Chan Chan itself was famed for its artists, and a striking percentage of the population, perhaps twelve thousand in this city of forty thousand, was engaged with craft production (Topic, 1990). The city was a rich prize for the Incas when they conquered the North Coast around 1475 CE; later historical accounts note that the Inca captured the Chimú silversmiths and pressed them into service in Cusco, the Inca capital high in the Andes. Other Chimú metalworkers were relocated to the Lake Titicaca region (Zori, 2016). This strategy of breaking up conquered polities was designed to diffuse the Chimú kingdom’s power and potential threat. The Incas’ keen interest in metalworking, however, also reminds us of the importance of these ritual objects and their makers in Andean statecraft.
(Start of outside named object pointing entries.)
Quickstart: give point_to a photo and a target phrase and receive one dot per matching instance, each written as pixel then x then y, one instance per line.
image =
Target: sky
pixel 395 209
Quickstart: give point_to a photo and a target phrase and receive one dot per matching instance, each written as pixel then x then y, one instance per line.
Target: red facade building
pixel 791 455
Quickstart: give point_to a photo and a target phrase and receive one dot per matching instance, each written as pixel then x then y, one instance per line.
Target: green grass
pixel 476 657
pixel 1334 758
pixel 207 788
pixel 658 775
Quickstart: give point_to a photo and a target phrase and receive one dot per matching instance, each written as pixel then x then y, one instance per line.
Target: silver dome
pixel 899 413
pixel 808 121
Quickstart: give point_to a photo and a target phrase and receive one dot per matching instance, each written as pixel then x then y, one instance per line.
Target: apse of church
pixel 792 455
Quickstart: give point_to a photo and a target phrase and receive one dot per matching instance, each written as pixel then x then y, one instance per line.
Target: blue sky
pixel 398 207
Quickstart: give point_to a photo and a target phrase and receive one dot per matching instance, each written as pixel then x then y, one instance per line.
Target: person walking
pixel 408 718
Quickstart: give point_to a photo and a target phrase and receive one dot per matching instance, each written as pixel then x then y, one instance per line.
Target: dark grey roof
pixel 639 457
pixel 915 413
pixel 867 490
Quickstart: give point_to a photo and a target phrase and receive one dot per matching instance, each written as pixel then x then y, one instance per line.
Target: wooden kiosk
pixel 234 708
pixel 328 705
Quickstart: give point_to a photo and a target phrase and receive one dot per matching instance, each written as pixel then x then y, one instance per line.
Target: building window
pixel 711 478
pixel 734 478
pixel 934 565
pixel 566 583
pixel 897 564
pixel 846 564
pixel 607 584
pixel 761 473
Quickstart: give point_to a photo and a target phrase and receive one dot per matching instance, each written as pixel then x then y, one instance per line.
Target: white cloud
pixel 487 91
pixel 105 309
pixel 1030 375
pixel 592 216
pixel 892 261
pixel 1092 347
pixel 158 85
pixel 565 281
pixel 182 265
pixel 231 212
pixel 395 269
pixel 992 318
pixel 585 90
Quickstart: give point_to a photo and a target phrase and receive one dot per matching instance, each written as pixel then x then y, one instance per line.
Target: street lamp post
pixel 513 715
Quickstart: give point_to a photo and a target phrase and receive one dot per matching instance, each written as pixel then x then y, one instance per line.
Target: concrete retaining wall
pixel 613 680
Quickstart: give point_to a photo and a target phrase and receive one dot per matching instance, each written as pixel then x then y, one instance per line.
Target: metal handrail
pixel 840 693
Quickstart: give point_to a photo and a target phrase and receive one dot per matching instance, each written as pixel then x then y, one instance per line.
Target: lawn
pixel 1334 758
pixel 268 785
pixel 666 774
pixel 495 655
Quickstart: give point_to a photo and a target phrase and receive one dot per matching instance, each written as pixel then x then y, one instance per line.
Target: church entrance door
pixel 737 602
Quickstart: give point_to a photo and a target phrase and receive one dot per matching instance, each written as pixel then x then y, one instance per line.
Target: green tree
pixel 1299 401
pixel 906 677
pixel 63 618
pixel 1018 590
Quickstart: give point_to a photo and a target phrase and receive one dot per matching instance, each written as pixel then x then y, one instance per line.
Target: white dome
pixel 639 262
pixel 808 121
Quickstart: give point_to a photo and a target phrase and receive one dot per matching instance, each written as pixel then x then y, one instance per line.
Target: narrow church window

Joanne Pillsbury, Andrall E. Pearson Curator, Arts of the Ancient Americas, 2025
References and Further Reading
Pillsbury, Joanne. “Drinking with Dead Kings: Ritual and Rulership in the Kingdom of Chimor. World Art, 15(1)(2025): 193–228. https://doi.org/10.1080/21500894.2025.2449865
Topic, John R. “Craft Production in the Kingdom of Chimor.” In The Northern Dynasties: Kingship and Statecraft in Chimor, edited by Michael E. Moseley and Alana Cordy-Collins, 145–76. Washington D.C.: Dumbarton Oaks Research Library and Collection, 1990.
Zori, Colleen. “Valuing the Local: Inka Metal Production in the Tarapacá Valley of Northern Chile.” In Making Value, Making Meaning: Techné in the Pre-Columbian World, edited by Cathy Lynne Costin, 167–92. Washington, D.C.: Dumbarton Oaks Research Library and Collection, 2016.